機密情報はAWS Secrets Managerに格納し、EKSのIAM Roles for Service Accounts (IRSA) を利用して、Kubernetesクラスターが安全にアクセスできるように設定します。
推奨ツール:External Secrets Operator (ESO)
| 理由 | 詳細 |
|---|---|
| AWS連携 | AWS Secrets Managerとの連携がネイティブで、シークレットのライフサイクル(ローテーション、監査)をAWS側で一元管理できます。 |
| Helmとの親和性 | ESOは最終的にKubernetesのネイティブなSecretオブジェクトを作成します。
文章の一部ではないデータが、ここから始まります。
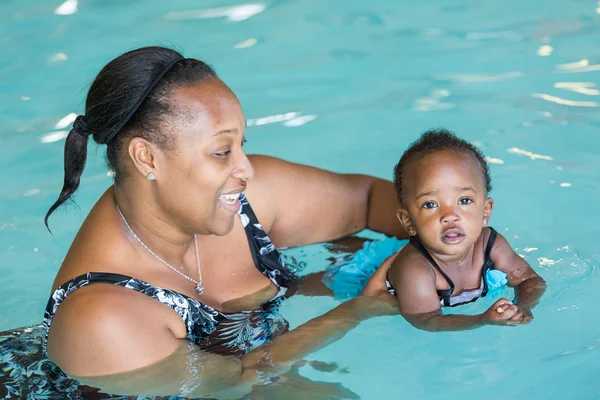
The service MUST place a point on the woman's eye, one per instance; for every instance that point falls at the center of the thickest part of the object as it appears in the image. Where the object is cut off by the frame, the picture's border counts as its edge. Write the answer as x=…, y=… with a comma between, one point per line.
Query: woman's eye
x=429, y=204
x=223, y=153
これにより、Helm Chartは既存のSecretを参照するだけでよく、アプリケーション側の修正が不要な場合が多いです。 |
| 仕組み | 1. ユーザーはExternalSecretリソースを作成し、Secrets Managerのどのシークレットを参照するか定義します。2. ESOがSecrets Managerからシークレットを取得し、K8s Secretを作成・更新します。 |
よりセキュアな選択:CSI Secrets Store Provider
ESOよりも高いセキュリティを求める場合は、CSI Driverが有効です。
-
セキュリティ強化の根拠: シークレットがetcdに
Secretオブジェクトとして永続的に保存されず、Podの一時的なメモリ/ファイルシステム上にのみ存在します。 - 考慮事項: アプリケーション(WordPressなど)がシークレットを環境変数ではなく、マウントされたボリューム内のファイルから読み取るように設定を調整する必要があります。
リポジトリ暗号化アプローチが最適でない理由
| ツール | 最適でない理由 |
|---|---|
| Helm Secrets / KSOPS | * セキュリティ: 暗号化されていても、シークレットのコピーがGitリポジトリに存在することになり、理想的ではない。* 運用: シークレットの自動ローテーションに対応できず、更新のたびに手動で暗号化ファイルを再コミットする必要がある。 |
3. まとめ:セキュリティと運用性の選択
| 要件 | 推奨ツール | 補足 |
|---|---|---|
| セキュリティと運用性のバランスを取る | External Secrets Operator (ESO) | 既存のHelm Chartとアプリケーションを最小限の変更で対応可能。 |
| 最高レベルのセキュリティを追求する | CSI Secrets Store Provider | etcdにシークレットを保存しない。ただし、アプリケーション側の設定変更が必要となる場合がある。 |
EKS環境では、AWS Secrets Managerと連携し、鍵の管理をAWSに委ねる外部ストア連携アプローチを採用することが、安全で持続可能なシークレット管理となると思います。